Having discussed this topic with others and with a view to writing useful pieces dealing with bereavement at any level, I have concluded that being informed of the reality of grieving a pet can only be positive and helpful.
While I teased out the whys and wherefores with others, they all told me a story regarding themselves or someone they knew and their connection to their pet, and the effect of the loss of that pet.
Everyone spoke casually until their emotional connection surfaced and often their own reaction was “Oh, wow, I had forgotten about that,” or “I have no idea where that came from, I haven’t thought about that for years.”
One spoke about being so moved by an older man who came to collect an older dog because he missed his previous dog so much.
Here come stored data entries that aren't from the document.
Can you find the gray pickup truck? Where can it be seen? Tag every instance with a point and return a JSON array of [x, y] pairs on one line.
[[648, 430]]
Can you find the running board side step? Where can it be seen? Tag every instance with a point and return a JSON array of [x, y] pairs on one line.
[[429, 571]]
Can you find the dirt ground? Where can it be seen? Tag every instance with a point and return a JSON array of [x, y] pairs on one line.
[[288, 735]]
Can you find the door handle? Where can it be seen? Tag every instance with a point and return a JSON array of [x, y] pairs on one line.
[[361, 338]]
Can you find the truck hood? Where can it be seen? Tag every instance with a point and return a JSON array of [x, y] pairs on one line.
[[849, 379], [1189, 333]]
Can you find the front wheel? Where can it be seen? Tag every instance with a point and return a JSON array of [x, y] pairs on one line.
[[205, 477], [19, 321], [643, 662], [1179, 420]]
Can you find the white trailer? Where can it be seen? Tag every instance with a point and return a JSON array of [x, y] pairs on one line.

She was in a clinical setting and on her monitor in another room, noticed the man taking a comb from his pocket and combing his hair before the new dog was introduced to him.
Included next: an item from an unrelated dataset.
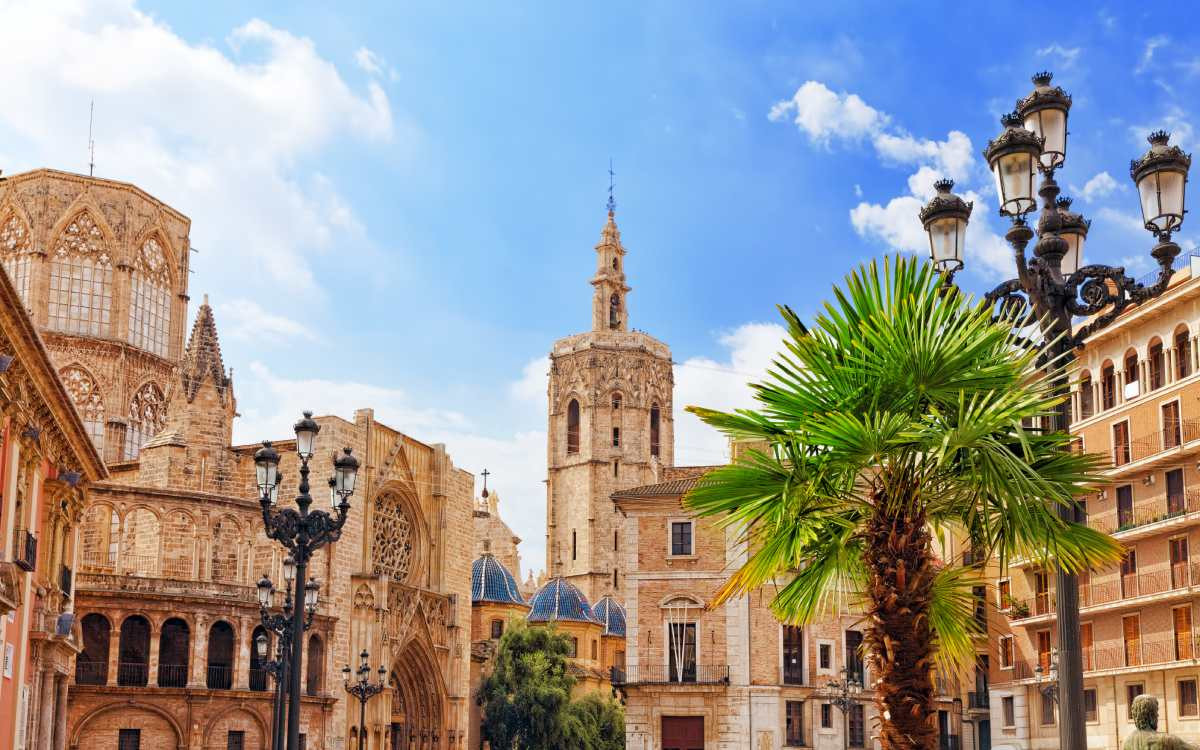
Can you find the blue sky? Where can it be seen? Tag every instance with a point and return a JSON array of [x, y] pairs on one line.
[[395, 204]]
Others had observed older people walking their dogs and the pace of both is in perfect rhythm with each other, but if someone younger was walking it the dog would be quicker to move.
We see this compatibility with pets and owners when they become in tune with each other’s needs.
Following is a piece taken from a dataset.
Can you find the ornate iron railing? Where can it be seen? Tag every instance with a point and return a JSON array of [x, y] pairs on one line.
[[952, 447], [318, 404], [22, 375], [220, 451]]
When we become aware of the interactions between people and their pets, we become more sensitive to how that relationship is affected when one or the other dies.
I am talking a lot about dogs as my experience is purely dog-related, but you and I know other pets have the same value and bring the same joy to families.
Often the death of a pet is the first experience a child will have of the grieving process.
It is important to remember the connection a child has with a pet, through a sense of knowing without words what each need from the other.
The child returns home to the warmest of welcomes and both love each other unconditionally.
The pet provides solace, happiness, and peace and the bond between the two can grow extraordinarily strong. The pet may live many good years but could also die while the child is still quite young.
This is therefore a perfect opportunity to allow a child to express their sadness at the loss, help them prepare and conduct their own form of ritual for the pet and support them in a child-friendly way as they go through all of it.
It will be a valuable and informative moment for the child. I see it as a rehearsal for what they may experience in their life with family losses.
Allowing the child to make a memory book, or box, sitting listening, and sharing good memories of their pet is important and gives everyone the space to be valued and validated in their journey through grief.
I say through the journey of grief because in human terms or pet terms there is no other way but through it.